Parfois, on n'a pas le choix, surtout lorsque les informations ne circulent pas comme elles devraient parce que parfois, les meilleurs éléments sont ceux qui devraient aller dans le milieu ordinaire, mais parce qu'ils sont performants, il est difficile de s'en détacher alors qu'il reste tout de même une part de rentabilité dans les ESAT bien moindre que dans le milieu ordinaire, mais présent quand même. Il existe alors une limite qu'on ne veut pas franchir.

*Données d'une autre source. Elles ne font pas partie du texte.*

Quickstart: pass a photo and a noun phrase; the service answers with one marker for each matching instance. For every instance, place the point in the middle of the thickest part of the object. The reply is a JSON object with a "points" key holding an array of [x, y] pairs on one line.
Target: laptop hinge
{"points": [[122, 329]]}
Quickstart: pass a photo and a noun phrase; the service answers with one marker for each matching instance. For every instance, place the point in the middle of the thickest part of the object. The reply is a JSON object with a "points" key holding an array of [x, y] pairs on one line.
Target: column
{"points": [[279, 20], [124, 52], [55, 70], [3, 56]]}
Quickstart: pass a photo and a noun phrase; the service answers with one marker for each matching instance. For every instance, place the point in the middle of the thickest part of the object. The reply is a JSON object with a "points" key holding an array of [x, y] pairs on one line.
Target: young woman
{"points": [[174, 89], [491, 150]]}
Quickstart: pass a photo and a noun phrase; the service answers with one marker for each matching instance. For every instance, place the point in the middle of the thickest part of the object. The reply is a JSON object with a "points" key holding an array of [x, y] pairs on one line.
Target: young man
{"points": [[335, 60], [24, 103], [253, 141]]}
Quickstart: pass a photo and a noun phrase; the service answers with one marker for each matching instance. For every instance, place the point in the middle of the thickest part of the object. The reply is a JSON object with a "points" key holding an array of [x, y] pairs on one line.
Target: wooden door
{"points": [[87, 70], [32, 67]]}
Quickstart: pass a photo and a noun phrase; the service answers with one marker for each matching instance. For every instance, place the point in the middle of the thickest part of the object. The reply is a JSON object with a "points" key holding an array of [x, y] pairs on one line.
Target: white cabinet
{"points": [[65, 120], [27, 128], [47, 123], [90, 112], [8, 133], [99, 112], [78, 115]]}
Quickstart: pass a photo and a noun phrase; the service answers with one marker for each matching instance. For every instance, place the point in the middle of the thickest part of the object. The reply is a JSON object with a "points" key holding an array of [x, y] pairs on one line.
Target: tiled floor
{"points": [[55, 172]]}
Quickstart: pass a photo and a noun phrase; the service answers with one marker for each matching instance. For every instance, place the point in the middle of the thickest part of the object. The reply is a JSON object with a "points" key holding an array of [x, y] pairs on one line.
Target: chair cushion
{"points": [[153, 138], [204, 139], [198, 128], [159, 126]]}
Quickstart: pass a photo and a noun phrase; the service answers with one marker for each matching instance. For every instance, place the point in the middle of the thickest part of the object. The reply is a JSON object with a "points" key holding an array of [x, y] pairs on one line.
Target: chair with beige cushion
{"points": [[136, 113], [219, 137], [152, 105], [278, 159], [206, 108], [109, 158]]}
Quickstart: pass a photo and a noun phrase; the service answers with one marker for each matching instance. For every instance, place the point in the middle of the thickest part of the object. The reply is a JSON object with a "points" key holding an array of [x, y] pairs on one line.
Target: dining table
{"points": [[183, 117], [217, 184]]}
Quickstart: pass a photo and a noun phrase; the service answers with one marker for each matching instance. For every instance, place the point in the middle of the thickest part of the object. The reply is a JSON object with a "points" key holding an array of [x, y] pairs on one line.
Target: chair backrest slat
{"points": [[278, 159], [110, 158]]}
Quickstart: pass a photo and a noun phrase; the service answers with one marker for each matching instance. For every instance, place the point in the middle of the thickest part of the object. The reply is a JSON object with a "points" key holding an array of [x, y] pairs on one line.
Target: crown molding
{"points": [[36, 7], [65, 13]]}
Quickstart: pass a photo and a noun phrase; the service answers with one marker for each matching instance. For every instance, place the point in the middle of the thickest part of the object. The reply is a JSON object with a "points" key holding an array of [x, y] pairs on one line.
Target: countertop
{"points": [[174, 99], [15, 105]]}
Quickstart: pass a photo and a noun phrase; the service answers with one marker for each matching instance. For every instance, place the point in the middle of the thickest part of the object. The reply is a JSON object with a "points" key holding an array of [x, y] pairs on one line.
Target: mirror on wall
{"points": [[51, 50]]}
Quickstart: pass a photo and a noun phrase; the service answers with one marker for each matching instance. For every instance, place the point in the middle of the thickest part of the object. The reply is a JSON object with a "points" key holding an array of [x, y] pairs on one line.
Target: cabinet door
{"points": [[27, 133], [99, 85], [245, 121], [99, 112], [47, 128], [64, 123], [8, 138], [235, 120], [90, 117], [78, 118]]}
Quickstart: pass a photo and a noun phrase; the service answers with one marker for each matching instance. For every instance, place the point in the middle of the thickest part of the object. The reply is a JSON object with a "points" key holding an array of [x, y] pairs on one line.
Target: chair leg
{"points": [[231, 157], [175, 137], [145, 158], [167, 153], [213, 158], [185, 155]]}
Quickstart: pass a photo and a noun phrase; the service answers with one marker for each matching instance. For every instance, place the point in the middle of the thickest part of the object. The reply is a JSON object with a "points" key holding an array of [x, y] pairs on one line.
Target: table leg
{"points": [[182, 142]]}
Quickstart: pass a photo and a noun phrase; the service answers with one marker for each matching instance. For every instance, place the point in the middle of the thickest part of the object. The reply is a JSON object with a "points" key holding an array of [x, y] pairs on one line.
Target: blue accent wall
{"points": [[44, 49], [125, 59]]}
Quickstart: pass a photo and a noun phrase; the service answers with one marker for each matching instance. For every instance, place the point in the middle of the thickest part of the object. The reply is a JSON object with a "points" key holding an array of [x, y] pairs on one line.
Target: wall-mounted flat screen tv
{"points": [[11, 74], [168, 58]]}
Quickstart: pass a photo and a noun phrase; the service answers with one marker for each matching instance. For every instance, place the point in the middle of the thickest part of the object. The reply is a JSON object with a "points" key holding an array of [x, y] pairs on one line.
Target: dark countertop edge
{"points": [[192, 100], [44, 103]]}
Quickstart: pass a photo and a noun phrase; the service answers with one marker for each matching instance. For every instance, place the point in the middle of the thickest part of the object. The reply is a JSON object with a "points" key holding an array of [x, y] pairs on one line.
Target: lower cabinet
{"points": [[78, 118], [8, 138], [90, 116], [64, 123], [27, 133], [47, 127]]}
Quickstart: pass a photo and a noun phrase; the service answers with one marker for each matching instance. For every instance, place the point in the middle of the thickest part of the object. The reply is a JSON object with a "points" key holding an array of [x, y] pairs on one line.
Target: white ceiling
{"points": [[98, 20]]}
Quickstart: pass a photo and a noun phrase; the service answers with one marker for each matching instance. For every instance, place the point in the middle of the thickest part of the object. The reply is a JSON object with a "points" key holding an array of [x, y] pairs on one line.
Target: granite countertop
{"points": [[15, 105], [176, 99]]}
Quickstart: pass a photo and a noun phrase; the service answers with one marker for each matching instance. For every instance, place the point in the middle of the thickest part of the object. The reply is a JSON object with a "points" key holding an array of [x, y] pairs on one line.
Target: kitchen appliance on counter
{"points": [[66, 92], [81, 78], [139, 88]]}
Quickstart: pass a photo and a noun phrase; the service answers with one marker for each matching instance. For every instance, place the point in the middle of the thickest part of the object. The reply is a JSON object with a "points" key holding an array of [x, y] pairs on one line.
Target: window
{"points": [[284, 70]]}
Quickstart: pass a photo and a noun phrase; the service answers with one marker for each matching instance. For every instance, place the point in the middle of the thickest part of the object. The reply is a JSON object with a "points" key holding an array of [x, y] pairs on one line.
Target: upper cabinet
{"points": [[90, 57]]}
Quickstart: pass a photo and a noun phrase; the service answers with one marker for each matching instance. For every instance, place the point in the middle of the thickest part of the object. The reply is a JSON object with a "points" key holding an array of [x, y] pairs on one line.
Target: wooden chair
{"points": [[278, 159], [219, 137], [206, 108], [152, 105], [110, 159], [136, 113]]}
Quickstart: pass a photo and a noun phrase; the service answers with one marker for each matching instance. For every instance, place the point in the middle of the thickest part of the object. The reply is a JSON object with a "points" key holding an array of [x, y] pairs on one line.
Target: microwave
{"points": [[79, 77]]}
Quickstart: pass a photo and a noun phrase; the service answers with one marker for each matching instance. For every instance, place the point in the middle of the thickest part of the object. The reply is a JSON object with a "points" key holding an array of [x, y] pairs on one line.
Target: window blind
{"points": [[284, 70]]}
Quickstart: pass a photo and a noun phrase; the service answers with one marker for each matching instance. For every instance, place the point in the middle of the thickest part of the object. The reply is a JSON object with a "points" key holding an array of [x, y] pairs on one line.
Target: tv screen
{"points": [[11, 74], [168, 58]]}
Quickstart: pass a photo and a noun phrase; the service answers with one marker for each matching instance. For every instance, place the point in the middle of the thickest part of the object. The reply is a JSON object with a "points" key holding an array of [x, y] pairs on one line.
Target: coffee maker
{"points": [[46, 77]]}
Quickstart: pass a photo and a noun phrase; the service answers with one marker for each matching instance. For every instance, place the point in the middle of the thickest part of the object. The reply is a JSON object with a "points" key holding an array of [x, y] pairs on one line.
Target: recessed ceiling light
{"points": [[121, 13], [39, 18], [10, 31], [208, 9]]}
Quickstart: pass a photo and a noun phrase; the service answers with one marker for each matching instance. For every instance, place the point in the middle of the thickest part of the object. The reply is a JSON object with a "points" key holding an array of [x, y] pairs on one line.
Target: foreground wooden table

Jérôme Jouret est docteur en sociologie et a soutenu sa thèse sur le monde de l'insertion professionnelle des jeunes travailleurs handicapés : entre segmentation et normalisation le 26 janvier 2024 à l'université de Reims Champagne Ardennes sous la codirection d’Emmanuelle Leclercq et Florence Legendre. Il est titulaire d’un master de science de l’éducation, orientation pratique et ingénierie de la formation dans un parcours Handicap et Besoin Éducatif Particulier, d’une maîtrise en psychopathologie et d’une licence en psychologie. Il a réalisé son mémoire de master sur le thème des besoins de formation des travailleurs d’ESAT en Champagne Ardennes sous la direction de Florence Legendre et en partenariat avec l’UNIFAF Châlons en Champagne. Actuellement en poste au sein de l'éducation nationale en tant que Coordonnateur Conseil MLDS ( Mission de Lutte contre le Décrochage Scolaire).